Chris Walsh (chris_walsh) wrote,
Chris Walsh
chris_walsh

Because, at some level, I'm still a snob

Johnny Cash is playing on my stereo. (To be followed by Gorillaz, because why not?) I'm playing the first Cash CD I ever got, 1973's Giant Hits (reissued 1993), including "Don't Take Your Guns to Town," "I Still Miss Someone," the especially wonderful "Sunday Morning Coming Down" (which I've heard Kris Kristofferson play in concert) and "Orange Blossom Special."

What finally got me to get the CD (used at a gaming store) was Johnny Cash's late-in-life contribution to the rather mediocre movie The Hunted, where he recited the opening lines of Bob Dylan's "Highway 61 Revisited," which doesn't really fit the film, but hey, it's Cash using his great, worn voice to say Dylan's words. The end credits, maybe mainly because they could, played Cash's "The Man Comes Around," which doesn't really fit the film, either, but again, not the best thought-out movie. (At least Portland looks good in it, and at least the song was used to far better effect in Dawn of the Dead and Terminator: The Sarah Connor Chronicles. But I digress.)

The point is: This means I got into Cash before he died.

By half a year, but I cling to that half-year. I was too snobbish about country music for a good chunk of my life, despite listening to QUITE A LOT OF IT and liking a fair amount of it when my family lived in Camarillo, CA in the early Eighties (followed by becoming a fan of the deeply country-influenced Mark Knopfler of Dire Straits), so I wasn't listening to Cash before that. Aware of him, but that was it. (Do you remember he did a Taco Bell ad?) Loosening up about that as time went on, I finally took the easy plunge of that used CD, and "got it." Now I get why people like him, I thought at some level. At another level was this simpler thought: I like him.
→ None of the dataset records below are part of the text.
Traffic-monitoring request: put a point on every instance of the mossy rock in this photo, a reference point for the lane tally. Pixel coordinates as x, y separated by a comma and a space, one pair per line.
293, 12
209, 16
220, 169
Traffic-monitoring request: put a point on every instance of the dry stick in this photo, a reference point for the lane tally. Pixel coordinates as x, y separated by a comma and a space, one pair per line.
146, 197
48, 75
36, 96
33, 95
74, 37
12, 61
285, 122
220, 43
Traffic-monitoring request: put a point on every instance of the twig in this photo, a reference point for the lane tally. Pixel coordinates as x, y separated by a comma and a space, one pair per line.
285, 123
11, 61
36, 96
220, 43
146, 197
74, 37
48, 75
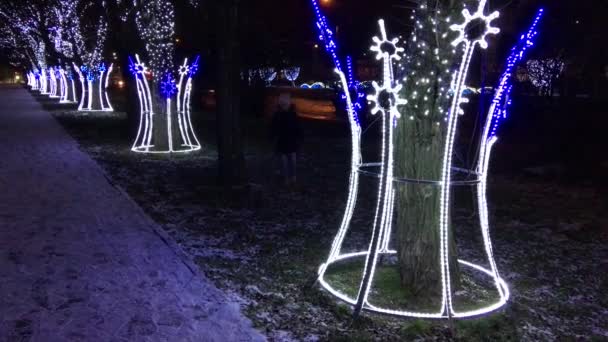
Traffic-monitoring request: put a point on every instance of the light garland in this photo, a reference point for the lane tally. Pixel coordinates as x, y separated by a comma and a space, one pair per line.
43, 82
543, 73
94, 82
386, 101
156, 25
53, 83
176, 97
326, 36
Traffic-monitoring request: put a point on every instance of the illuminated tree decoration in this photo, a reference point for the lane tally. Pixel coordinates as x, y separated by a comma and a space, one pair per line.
32, 80
292, 74
94, 82
43, 88
166, 127
386, 100
352, 98
53, 83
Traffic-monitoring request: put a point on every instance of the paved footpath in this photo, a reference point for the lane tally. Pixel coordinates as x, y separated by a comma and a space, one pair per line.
79, 260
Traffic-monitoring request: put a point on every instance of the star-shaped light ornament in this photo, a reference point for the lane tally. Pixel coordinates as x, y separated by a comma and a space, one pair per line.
384, 47
469, 25
386, 99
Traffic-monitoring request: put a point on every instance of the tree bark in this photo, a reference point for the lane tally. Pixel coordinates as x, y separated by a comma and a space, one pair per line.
231, 161
419, 149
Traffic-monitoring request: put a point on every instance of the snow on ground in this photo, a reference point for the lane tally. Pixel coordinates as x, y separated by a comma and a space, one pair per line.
80, 261
265, 245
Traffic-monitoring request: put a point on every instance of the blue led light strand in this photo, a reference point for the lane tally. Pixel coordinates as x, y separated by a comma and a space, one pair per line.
326, 35
501, 100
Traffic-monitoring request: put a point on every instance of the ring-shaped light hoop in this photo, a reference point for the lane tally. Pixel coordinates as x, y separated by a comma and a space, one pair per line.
503, 291
383, 221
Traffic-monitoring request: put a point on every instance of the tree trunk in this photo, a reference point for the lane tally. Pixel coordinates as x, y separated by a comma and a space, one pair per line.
230, 145
419, 150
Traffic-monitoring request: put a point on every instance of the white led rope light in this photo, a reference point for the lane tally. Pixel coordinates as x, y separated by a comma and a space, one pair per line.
94, 82
63, 86
83, 89
381, 234
43, 82
182, 114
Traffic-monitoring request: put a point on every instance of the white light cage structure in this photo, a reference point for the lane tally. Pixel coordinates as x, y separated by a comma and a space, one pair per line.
67, 86
43, 83
94, 81
165, 114
387, 100
53, 89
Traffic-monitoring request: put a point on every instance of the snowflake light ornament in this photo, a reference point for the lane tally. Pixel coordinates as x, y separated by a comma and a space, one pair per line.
167, 86
386, 99
184, 69
137, 68
384, 47
470, 25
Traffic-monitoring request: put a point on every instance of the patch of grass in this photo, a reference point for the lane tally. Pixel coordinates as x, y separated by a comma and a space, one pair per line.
387, 291
416, 329
490, 328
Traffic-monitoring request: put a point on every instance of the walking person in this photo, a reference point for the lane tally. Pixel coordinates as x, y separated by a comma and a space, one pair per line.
286, 133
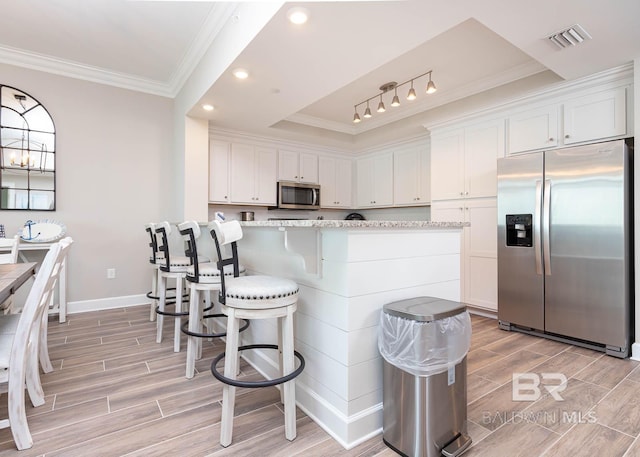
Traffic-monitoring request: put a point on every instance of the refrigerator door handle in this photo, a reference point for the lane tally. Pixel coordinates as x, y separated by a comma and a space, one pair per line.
546, 223
537, 228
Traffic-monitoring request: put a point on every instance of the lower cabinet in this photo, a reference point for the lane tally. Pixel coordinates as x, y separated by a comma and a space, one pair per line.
479, 259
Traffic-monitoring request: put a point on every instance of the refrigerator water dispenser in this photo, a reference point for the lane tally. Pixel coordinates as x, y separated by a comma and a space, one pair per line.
519, 230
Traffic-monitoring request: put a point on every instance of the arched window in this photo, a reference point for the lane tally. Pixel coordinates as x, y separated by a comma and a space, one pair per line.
27, 153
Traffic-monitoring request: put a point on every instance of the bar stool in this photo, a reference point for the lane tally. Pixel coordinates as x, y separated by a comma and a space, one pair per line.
172, 267
254, 297
201, 278
154, 259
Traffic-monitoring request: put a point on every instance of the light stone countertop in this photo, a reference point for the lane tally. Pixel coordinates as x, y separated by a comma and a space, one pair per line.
314, 223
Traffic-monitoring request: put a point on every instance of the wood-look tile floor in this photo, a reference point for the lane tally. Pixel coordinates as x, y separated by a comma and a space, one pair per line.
116, 392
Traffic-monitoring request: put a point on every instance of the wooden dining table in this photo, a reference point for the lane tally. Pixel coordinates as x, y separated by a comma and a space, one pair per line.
13, 275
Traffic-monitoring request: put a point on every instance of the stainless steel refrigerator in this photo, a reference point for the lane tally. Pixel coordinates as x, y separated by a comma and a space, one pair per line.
565, 245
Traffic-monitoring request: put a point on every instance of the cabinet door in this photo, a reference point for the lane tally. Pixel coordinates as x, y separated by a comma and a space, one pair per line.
364, 181
265, 176
382, 182
343, 183
242, 173
480, 253
335, 182
411, 177
595, 116
483, 145
288, 165
219, 171
447, 166
327, 179
534, 129
308, 168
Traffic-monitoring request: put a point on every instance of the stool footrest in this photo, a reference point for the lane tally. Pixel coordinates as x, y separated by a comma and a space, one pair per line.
171, 313
185, 327
251, 384
169, 297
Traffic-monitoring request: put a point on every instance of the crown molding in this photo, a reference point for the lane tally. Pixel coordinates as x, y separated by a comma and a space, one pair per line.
616, 76
70, 69
212, 25
215, 21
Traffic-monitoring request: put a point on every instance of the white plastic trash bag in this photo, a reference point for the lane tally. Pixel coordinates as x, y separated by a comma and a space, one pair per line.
424, 348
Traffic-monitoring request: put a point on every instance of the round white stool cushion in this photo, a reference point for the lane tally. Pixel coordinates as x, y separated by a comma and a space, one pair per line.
179, 264
260, 292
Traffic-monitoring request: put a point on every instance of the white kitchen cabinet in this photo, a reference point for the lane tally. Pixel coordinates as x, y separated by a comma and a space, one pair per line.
533, 129
595, 116
335, 182
447, 165
219, 171
411, 177
253, 175
463, 161
375, 181
297, 166
479, 259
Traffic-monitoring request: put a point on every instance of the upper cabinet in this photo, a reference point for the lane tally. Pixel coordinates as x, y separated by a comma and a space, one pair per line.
335, 182
595, 116
253, 175
588, 118
463, 161
219, 171
375, 181
297, 166
411, 177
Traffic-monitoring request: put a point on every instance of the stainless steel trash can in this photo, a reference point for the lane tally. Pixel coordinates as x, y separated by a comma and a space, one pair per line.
424, 342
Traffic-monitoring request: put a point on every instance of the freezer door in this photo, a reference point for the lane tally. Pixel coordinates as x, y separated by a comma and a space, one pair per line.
520, 279
587, 289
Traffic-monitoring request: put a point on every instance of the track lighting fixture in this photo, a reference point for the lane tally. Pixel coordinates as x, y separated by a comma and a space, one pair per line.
367, 112
395, 101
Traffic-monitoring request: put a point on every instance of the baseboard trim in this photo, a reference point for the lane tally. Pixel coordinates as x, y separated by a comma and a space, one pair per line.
83, 306
348, 431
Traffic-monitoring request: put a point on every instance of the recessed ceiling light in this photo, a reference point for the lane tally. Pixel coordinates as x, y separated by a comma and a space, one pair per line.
298, 15
240, 73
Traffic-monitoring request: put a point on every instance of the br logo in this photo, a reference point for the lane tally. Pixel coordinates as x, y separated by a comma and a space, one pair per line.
527, 386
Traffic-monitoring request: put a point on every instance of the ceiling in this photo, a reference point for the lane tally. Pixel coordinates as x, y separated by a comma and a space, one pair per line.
304, 80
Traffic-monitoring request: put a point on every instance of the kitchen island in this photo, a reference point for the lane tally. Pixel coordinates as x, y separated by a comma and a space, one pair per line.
346, 270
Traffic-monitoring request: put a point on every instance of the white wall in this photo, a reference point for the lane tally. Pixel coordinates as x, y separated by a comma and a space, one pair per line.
112, 157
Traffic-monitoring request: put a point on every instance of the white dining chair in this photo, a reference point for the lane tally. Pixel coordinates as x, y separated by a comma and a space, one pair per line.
19, 346
45, 361
8, 254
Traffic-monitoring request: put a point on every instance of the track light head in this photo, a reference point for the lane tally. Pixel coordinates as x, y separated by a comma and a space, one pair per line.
412, 93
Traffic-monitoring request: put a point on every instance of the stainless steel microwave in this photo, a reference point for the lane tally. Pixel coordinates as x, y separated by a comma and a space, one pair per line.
294, 195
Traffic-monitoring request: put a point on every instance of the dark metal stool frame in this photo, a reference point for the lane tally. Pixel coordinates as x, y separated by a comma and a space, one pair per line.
191, 251
233, 260
153, 260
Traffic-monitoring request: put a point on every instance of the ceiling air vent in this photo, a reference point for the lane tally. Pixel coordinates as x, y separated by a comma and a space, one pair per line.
571, 36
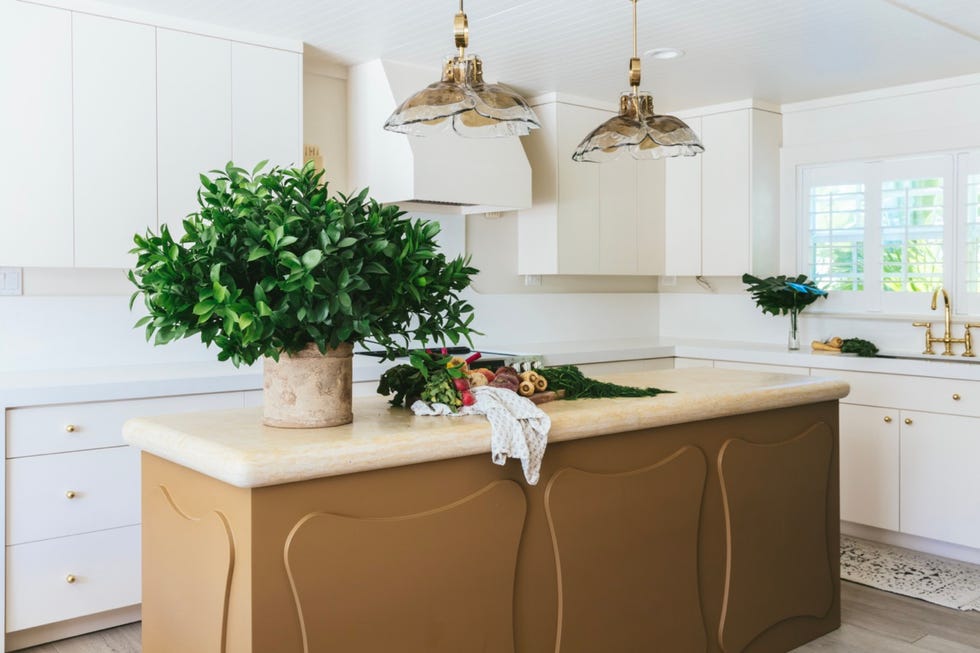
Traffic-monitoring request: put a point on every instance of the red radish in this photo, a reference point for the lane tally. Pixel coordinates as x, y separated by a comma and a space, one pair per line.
486, 372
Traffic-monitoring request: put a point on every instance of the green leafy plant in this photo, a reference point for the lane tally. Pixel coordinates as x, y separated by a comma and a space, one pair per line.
271, 263
782, 295
860, 347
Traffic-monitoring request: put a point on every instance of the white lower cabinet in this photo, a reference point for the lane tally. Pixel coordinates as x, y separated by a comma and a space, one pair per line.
73, 509
940, 486
909, 452
70, 493
68, 577
869, 466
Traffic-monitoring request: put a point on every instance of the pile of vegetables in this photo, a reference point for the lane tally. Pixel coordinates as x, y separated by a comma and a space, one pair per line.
448, 380
438, 378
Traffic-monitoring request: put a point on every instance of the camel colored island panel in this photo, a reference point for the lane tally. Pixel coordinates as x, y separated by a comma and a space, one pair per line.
705, 520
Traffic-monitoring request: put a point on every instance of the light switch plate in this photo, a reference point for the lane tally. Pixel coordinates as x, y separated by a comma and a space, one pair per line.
11, 281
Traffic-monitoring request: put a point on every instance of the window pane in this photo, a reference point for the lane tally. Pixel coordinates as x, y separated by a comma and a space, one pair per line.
912, 234
837, 236
971, 255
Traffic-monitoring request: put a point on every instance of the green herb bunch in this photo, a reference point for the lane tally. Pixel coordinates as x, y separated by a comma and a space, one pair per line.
578, 386
781, 295
271, 262
427, 376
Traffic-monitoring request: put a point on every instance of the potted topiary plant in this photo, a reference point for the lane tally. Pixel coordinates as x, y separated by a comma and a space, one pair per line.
272, 267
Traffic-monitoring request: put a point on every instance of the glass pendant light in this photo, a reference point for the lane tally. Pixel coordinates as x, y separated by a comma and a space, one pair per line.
637, 129
461, 102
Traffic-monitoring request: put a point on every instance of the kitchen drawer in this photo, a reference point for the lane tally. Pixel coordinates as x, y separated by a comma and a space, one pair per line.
71, 427
759, 367
69, 493
685, 363
911, 392
104, 565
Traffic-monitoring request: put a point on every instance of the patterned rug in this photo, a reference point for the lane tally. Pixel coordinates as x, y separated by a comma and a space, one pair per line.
945, 582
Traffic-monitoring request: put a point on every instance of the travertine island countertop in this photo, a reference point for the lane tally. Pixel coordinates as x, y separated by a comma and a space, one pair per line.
233, 446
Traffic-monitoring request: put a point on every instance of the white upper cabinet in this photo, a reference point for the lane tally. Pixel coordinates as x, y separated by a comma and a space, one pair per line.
267, 95
721, 216
111, 122
114, 66
586, 218
36, 133
682, 212
193, 118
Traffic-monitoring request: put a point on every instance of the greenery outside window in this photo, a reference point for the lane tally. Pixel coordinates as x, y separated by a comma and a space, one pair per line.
883, 235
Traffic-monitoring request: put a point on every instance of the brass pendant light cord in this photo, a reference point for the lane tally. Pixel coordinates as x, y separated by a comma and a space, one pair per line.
635, 61
634, 26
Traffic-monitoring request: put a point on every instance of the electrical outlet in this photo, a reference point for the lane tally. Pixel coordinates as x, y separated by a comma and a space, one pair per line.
11, 281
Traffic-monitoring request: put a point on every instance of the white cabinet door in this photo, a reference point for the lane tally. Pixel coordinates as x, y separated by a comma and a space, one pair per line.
726, 181
115, 138
578, 193
939, 482
682, 213
869, 466
267, 97
650, 191
194, 118
617, 216
36, 133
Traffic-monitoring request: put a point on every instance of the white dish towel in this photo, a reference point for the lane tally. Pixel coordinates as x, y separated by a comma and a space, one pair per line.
518, 428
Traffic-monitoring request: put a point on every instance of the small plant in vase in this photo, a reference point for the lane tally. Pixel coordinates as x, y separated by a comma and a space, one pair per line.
273, 267
784, 295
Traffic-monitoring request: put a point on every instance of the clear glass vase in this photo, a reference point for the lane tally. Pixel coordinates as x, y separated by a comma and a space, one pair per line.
794, 332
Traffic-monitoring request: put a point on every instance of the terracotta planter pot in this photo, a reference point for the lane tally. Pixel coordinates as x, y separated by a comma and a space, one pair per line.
309, 389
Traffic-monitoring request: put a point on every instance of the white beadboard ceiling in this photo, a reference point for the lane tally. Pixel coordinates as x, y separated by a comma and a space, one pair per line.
776, 50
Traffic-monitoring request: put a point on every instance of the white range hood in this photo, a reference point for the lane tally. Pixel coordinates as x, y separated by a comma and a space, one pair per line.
444, 173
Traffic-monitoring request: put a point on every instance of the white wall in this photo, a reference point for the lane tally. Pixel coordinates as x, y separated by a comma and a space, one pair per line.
325, 120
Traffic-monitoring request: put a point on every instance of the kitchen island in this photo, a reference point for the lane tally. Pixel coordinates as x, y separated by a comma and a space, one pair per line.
705, 520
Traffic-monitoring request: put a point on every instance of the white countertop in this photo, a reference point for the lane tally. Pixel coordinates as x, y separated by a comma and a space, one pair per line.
233, 445
106, 384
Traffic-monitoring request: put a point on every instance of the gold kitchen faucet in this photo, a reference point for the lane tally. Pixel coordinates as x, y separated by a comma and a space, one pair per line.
947, 338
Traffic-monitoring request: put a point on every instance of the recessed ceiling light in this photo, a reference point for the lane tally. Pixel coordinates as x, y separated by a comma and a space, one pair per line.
664, 53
Then he died. Then the tributes began. Then, because at some level I'm still a snob, I was somehow relieved that I wasn't riding in on that sudden wave. Not that that mattered to Johnny Cash himself, as we never met -- the closest we come in degrees-of-separation is that a videographer during his final few months of recording songs is the husband of a high school friend of mine -- but it mattered to me. I'd gotten into good music! On my own! I didn't need "Well-Known Person, who was Well-Known for This, has died" to direct me to something good!

My odd-ish hang-ups, let me show you them. (Isn't that the point of blogging?)

There is, of course, the benefit of getting into something on your own that makes it more likely to stick. If I had listened to Cash just because of his obituaries, would I have been focused on the music, or trying to like it because I feel obligated to like it? So there's that justification. It worked: I have his American Recordings that he did during his last few years, and the box set version of his San Quentin concert. It led me wanting to smack some Cash-dissing asshat back in November 2005. By then I'd gotten protective.

I need to be into more stuff that way. Keep trying new things. Be prompted to, and I hope not prompted to only by sad events.

Heck, if you think you know of something you think I might like trying (especially what I could likely find to borrow at the library; right now I'm acting poor), you can always tell me. I'll do my best not to be a snob about it.